Much has been made of Esperanza’s musical pedigree. Her grandmother, with whom she is close, is Paloma McClardy (a.k.a. Palmolive), the Spanish drummer who founded the London punk band the Slits and later performed with the Raincoats. Nowhere is this influence clearer, both literally and stylistically, than on “Princess Slit and the Raincoat Prince,” a sexy and swaggering track that unfolds over a relentless bass line as Esperanza glides her shape-shifting tone over reflections on her own multifaceted queerness.
The mélange of Esperanza’s personal and musical touchstones unfolds through the album’s middle run, from “Lewis” — a song inspired by footage of poet Lewis H. Michaux in Göran Olsson’s 2011 documentary The Black Power Mixtape 1967-1975, which has garnered comparisons to Gil Scott-Heron — to “Granada,” in which Esperanza croons in Spanish over flamenco-inflected guitars.
Esperanza is biracial and was raised by her white mother, who has Spanish and Scottish roots. These songs collectively paint a picture of how the complexities of her mixed racial identity, which she’s often discussed in interviews, have influenced her artistic expression.
Two standout tracks — “Buy You a New Attitude” and “Three Straight Bitches From Hell” — seem like the fullest encapsulation of Esperanza’s musical future. Both are wordy, intricate compositions with a wry sense of humor. Yet Esperanza’s voice takes on totally different personas in each: slinky and modulated one moment, deep and raspy the next. The two songs sound nothing like each other yet are both clearly products of a singular and almost undefinable musical imagination, as if Sade and Leonard Cohen joined the same 1940s big band.

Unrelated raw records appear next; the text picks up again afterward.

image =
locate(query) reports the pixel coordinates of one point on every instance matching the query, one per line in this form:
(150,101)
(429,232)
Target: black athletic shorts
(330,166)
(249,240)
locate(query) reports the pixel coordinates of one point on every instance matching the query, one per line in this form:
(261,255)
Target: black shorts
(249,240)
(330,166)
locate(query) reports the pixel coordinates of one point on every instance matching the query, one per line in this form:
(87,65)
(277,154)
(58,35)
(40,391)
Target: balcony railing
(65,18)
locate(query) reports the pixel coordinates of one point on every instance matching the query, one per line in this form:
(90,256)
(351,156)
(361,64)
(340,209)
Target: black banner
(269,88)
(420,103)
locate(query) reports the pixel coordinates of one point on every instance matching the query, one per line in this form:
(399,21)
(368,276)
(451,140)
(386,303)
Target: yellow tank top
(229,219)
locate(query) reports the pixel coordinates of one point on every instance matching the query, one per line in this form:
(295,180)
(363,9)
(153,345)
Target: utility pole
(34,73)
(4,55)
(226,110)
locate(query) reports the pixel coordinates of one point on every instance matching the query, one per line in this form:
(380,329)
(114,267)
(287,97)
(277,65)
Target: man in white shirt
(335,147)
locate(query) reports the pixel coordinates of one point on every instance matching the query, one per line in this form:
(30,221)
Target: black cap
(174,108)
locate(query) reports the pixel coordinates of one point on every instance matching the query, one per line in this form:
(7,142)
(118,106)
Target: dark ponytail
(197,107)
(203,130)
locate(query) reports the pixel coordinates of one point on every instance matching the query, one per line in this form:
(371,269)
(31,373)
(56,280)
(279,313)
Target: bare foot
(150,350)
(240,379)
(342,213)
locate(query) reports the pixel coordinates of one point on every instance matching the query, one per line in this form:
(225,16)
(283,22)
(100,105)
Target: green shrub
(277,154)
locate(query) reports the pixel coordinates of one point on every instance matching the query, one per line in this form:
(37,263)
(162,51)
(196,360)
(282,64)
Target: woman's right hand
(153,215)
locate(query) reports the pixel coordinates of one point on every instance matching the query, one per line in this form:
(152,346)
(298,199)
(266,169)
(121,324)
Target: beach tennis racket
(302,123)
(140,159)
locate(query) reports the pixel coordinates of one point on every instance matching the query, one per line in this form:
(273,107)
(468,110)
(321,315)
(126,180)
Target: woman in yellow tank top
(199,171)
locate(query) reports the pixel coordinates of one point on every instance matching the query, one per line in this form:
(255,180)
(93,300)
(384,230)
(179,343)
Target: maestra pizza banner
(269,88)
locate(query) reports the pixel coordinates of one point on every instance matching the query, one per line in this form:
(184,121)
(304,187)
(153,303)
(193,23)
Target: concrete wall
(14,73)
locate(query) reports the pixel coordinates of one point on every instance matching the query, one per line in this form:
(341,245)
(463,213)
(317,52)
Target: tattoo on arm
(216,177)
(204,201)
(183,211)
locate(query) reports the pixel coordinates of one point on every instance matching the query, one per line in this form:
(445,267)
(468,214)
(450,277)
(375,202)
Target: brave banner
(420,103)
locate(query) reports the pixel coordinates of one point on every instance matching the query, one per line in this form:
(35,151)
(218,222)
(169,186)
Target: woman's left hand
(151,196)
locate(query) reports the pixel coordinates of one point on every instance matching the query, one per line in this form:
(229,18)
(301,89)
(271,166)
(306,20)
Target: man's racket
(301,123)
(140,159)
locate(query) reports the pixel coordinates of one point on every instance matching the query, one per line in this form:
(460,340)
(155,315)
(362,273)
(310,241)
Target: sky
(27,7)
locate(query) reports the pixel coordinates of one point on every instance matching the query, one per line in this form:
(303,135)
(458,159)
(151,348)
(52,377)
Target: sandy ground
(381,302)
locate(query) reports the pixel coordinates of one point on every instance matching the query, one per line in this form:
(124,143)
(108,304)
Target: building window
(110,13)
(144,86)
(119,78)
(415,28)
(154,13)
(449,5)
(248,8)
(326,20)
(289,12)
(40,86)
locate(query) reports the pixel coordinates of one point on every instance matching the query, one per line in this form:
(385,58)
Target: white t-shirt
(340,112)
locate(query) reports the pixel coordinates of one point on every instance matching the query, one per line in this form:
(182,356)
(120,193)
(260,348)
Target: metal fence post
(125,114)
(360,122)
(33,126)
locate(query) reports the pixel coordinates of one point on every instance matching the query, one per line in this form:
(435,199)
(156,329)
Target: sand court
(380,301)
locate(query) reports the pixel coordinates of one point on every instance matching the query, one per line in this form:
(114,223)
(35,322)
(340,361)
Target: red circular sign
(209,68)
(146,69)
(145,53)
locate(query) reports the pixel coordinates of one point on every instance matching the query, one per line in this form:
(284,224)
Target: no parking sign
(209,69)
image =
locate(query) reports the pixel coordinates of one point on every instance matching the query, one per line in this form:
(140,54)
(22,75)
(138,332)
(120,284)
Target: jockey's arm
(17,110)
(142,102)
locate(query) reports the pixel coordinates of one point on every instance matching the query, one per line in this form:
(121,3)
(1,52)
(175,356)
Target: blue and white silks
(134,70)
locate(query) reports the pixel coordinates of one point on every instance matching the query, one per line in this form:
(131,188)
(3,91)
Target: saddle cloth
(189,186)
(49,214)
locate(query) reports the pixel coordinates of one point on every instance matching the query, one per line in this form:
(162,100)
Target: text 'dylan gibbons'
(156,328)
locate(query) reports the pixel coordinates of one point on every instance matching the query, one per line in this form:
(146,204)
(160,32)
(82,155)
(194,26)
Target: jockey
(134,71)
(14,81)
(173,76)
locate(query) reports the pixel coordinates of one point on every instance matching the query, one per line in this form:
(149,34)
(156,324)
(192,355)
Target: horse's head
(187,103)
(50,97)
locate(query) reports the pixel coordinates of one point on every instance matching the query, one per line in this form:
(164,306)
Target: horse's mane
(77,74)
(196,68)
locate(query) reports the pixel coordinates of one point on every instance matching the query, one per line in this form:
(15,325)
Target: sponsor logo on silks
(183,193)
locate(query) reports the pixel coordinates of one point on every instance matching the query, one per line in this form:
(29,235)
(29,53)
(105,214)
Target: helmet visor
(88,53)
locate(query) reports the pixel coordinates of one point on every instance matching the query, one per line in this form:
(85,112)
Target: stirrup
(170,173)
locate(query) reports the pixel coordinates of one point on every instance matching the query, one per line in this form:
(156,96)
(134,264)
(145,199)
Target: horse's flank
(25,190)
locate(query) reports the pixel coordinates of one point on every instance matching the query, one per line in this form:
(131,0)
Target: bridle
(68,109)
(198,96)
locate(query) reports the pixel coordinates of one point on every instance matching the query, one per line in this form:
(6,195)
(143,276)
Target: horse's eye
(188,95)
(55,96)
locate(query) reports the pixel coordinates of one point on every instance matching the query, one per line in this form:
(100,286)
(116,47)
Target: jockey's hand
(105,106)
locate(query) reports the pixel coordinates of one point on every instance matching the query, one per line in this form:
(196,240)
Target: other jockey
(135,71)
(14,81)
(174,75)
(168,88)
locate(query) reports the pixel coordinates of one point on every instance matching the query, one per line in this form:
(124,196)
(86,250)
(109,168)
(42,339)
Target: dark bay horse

Terror culminates in three consecutive duets with fellow singer-songwriters. The first, a delicate ballad with Irish artist Mick Flannery, features sumptuous harmonies. The second, a sparse collaboration with Rachel Yamagata, meditates on solitude — and perhaps life on Cape Cod —as Esperanza sings “I know the sound of waves so well.” “Lone Child,” the album’s closing track, finds Esperanza trading exuberant phrases with her musical mentor Valerie June over rhythmic percussion.
After tracing the emergence of a confident musician deftly wielding the fullness of her personhood, the album’s third act suggests that Esperanza is an artist’s artist: an uncompromising talent who will likely pave her way through the industry by forging community rather than prioritizing individualism. With Terror, new collaborators — and fans — will surely be lining up for her.